Complex tools with many parameters or behaviors need more documentation. Simple tools need less. This dimension scales expectations accordingly.

Parameters4/5

Does the description clarify parameter syntax, constraints, interactions, or defaults beyond what the schema provides?

The tool has 0 parameters, and the input schema has 100% description coverage (though empty). The description adds no parameter information, which is appropriate here. Baseline is 4 for zero parameters, as there's nothing to compensate for.

Input schemas describe structure but not intent. Descriptions should explain non-obvious parameter relationships and valid value ranges.

Purpose4/5

Does the description clearly state what the tool does and how it differs from similar tools?

The description clearly states the tool's purpose with a specific verb ('Lists') and resource ('all available changelog files'), and identifies the location ('Pydantic-AI documentation repository'). It distinguishes from some siblings like 'get_changelog_content' (which retrieves content) but doesn't explicitly differentiate from 'list_topics' or 'get_document_by_path'.
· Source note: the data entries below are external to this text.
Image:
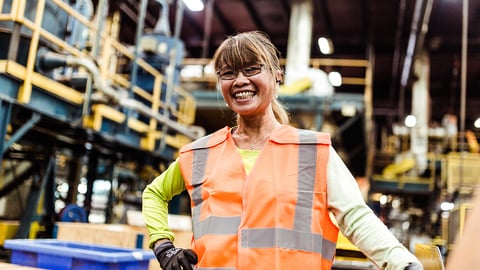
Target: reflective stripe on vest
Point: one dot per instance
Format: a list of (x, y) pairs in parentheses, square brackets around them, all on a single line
[(261, 238)]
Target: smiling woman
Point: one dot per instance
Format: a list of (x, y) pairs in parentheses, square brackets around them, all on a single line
[(263, 193)]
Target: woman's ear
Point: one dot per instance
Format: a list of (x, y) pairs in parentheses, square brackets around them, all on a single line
[(278, 77)]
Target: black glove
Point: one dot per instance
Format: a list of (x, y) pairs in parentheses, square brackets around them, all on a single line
[(172, 258), (414, 266)]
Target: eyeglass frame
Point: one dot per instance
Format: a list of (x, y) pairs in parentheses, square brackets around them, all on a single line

Agents choose between tools based on descriptions. A clear purpose with a specific verb and resource helps agents select the right tool.

Usage Guidelines2/5

Does the description explain when to use this tool, when not to, or what alternatives exist?

No guidance is provided on when to use this tool versus alternatives. It doesn't mention prerequisites, context for usage, or comparisons to sibling tools like 'list_topics' or 'get_document_by_path', leaving the agent to infer usage based on tool names alone.

Agents often have multiple tools that could apply. Explicit usage guidance like "use X instead of Y when Z" prevents misuse.